教育資金贈与信託制度の認知や利用と家庭内教育支出や学力との統計的関連

著者: 赤林英夫
発行日: 2020年3月25日
No: DP2020-008
JELコード: I24, H24, D64
言語: 日本語
【要旨/ハイライト】

国際的に見ると、我が国の教育支出は、総支出に占める私的支出の割合が高く、特に、私的支出の多くは学校外教育であることが上げられる。過去の調査では、夫婦が子どもを持たない理由として「教育費負担」が上位に来ることも多い。『教育資金一括贈与の贈与税非課税措置』(教育資金贈与信託)は、高齢者の資産の若年層への移転、子育て世帯の支援、子どもへの教育投資の促進を目的として2013年4月に創設された。

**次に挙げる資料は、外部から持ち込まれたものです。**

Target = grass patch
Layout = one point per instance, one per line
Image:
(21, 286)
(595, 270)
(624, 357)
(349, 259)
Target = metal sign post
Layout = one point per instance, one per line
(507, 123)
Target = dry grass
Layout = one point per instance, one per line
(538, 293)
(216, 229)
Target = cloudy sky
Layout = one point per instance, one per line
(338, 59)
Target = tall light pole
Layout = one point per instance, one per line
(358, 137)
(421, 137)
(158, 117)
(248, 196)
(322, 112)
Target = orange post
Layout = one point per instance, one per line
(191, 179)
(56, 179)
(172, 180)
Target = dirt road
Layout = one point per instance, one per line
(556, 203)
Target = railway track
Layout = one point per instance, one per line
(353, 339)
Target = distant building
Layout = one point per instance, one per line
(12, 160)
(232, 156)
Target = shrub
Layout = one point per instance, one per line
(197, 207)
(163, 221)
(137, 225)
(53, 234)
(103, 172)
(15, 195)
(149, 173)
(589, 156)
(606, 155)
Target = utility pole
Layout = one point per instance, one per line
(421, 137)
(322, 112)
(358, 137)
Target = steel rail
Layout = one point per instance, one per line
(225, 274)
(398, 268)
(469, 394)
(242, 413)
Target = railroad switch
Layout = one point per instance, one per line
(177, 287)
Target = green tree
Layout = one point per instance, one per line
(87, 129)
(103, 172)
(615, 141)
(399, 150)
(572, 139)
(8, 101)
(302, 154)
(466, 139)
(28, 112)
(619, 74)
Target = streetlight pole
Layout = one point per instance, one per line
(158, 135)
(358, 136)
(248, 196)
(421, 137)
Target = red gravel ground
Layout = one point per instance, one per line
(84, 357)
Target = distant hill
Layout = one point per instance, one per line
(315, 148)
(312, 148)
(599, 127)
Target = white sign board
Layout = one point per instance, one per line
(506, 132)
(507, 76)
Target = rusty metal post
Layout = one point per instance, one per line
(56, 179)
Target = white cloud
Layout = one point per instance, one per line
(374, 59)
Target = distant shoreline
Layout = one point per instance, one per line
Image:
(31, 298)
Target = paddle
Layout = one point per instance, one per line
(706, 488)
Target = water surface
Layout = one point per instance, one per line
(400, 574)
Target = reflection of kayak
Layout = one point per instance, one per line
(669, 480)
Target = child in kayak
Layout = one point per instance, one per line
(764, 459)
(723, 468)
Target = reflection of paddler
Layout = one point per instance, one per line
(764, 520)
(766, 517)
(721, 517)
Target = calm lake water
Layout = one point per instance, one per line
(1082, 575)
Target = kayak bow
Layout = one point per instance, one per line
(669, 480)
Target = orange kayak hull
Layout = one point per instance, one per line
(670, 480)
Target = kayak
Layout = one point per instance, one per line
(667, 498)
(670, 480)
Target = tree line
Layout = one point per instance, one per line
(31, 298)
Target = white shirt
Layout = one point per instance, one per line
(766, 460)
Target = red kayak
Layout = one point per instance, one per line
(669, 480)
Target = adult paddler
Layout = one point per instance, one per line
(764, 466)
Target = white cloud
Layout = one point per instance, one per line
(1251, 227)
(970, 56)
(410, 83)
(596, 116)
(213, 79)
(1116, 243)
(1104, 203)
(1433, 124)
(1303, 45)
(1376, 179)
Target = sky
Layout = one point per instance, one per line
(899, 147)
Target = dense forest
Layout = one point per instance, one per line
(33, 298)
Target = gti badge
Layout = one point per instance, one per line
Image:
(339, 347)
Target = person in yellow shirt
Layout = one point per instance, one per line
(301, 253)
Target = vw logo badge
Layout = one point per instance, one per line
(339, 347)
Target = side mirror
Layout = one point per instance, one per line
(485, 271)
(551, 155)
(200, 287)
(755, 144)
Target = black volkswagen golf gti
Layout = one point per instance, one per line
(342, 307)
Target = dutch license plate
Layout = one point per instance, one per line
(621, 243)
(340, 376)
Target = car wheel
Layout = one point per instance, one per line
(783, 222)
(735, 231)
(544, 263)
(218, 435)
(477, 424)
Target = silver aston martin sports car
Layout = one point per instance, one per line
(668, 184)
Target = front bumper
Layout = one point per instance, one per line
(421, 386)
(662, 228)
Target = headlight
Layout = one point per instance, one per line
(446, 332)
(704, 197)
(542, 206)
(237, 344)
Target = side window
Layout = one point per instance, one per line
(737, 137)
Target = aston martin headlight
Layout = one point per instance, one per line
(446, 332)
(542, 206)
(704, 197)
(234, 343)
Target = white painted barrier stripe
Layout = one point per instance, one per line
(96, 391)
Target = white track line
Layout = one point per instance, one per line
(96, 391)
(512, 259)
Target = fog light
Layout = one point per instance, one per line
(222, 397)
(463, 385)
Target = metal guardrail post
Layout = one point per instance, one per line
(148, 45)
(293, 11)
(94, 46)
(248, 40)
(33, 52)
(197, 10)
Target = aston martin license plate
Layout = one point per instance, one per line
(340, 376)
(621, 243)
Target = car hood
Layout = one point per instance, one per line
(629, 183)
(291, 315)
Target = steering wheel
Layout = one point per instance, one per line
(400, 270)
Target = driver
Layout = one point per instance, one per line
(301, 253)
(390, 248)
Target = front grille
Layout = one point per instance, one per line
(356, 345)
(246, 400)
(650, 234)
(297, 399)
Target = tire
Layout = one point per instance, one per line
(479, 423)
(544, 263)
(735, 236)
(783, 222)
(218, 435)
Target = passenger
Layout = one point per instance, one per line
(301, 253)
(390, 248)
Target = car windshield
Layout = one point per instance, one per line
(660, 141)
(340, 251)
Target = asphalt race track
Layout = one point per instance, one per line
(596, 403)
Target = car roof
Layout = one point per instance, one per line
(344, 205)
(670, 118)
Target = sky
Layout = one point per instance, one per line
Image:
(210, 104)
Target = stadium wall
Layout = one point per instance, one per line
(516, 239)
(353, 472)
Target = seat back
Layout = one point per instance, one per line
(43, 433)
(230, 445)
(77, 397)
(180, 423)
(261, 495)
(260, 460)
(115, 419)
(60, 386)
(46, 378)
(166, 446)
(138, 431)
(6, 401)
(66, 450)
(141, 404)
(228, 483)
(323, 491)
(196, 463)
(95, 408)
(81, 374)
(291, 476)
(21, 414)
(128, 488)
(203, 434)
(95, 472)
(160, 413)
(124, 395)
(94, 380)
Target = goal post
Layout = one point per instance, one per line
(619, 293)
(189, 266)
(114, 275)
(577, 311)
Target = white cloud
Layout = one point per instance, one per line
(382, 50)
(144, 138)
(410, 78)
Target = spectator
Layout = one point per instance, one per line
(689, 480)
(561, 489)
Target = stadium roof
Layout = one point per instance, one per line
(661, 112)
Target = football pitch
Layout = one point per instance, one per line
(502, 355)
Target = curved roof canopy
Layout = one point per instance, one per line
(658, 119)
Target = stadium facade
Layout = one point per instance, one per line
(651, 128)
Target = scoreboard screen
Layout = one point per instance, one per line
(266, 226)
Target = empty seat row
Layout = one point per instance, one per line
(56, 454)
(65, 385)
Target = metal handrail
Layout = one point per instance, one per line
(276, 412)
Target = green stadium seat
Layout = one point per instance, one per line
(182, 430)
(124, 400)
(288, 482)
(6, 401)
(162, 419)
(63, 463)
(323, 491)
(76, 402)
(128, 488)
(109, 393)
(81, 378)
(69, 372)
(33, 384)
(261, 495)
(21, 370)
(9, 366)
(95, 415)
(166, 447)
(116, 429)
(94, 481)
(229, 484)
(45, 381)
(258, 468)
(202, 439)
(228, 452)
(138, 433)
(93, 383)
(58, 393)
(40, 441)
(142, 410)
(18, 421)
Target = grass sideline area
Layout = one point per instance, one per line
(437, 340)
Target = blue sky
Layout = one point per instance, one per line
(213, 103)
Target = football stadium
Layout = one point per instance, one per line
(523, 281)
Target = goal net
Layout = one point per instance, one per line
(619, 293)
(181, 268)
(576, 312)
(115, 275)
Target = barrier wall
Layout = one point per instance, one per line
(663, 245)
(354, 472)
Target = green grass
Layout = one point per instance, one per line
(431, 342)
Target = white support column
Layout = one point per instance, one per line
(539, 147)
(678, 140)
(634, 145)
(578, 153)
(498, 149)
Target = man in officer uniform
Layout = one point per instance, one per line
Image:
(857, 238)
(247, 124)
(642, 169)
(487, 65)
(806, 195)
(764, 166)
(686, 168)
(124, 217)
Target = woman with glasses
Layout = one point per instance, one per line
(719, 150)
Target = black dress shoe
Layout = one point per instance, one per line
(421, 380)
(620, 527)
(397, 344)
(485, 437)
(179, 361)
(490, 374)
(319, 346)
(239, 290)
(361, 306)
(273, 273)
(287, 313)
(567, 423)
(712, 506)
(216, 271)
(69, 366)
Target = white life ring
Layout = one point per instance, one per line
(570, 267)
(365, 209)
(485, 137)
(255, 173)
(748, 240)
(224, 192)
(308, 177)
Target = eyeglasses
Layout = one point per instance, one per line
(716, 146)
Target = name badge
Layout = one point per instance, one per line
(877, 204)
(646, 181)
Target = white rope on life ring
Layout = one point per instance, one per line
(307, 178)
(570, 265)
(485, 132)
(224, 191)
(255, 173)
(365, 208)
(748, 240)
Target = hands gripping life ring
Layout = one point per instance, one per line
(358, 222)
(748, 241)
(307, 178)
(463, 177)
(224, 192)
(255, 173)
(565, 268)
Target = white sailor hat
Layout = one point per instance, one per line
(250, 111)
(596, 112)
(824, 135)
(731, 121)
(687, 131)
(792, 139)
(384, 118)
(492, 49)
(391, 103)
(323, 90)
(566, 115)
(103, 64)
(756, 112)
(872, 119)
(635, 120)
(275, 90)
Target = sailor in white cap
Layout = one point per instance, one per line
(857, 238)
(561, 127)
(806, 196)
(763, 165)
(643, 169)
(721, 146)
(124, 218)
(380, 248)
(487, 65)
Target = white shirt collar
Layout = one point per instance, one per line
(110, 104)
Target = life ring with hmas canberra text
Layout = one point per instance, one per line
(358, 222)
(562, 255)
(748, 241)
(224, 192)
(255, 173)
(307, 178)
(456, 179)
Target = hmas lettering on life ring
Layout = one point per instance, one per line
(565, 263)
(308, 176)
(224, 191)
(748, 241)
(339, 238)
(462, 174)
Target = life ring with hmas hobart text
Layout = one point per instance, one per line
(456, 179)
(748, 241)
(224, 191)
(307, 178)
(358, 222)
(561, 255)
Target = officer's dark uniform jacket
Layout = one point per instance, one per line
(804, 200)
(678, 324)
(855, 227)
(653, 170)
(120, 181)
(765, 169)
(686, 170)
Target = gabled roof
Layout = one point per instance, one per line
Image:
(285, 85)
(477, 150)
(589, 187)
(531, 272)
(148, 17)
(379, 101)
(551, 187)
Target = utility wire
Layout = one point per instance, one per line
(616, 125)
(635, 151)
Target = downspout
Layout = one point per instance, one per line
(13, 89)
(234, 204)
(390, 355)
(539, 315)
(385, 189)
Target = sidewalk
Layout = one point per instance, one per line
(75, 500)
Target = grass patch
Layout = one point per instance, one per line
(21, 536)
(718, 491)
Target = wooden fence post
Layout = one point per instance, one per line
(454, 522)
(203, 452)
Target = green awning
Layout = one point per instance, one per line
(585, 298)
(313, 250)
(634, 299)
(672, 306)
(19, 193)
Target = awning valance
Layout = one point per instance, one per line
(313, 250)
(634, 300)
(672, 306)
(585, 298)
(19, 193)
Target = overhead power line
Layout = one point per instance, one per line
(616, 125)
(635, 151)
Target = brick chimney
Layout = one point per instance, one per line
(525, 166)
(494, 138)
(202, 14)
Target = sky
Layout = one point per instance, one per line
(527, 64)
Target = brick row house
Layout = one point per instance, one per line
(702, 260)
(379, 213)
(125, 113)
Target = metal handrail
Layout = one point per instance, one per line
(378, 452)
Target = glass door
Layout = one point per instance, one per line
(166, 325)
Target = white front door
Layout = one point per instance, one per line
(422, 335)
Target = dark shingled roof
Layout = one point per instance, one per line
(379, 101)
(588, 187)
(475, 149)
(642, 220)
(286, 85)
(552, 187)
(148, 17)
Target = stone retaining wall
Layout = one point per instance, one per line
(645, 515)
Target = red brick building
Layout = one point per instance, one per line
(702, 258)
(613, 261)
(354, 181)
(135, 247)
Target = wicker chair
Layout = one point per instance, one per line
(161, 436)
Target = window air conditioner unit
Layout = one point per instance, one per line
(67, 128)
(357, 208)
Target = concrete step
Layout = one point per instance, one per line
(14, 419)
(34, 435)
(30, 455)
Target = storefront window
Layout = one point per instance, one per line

同制度の下では、孫への教育資金(塾などの私的支出も含む)として、祖父母が金融機関に金銭信託した場合に、一定額まで贈与税が非課税になる。この制度は大きな反響を呼び、2017年度末の信託財産設定額は12,382億円となった。同時に同制度は、三世代にわたる教育資金の移転に影響を与える点において世界にも例を見ない政策である。本稿では、同政策と家庭内の教育支出や学力との関係について、日本家計パネル調査(KJHPS)、日本子どもパネル調査(JCPS)によるクロスセクションデータに基づき、記述統計及び回帰分析により実証的検討を加えた。その結果、(1) 本制度を認知している人、利用している人は、そうでない人に比べ、金融資産が多い傾向にある、(2) 本制度の受贈する子どもの親は、そうでない親に比べて、特に塾・家庭教師の支出が多く、また中学受験をする確率が高い、(3) 一方、他の条件を考慮すると、本制度の受贈する子どもがそうでない子どもよりも学力が高いという証拠は見つからない、ことが明らかになった。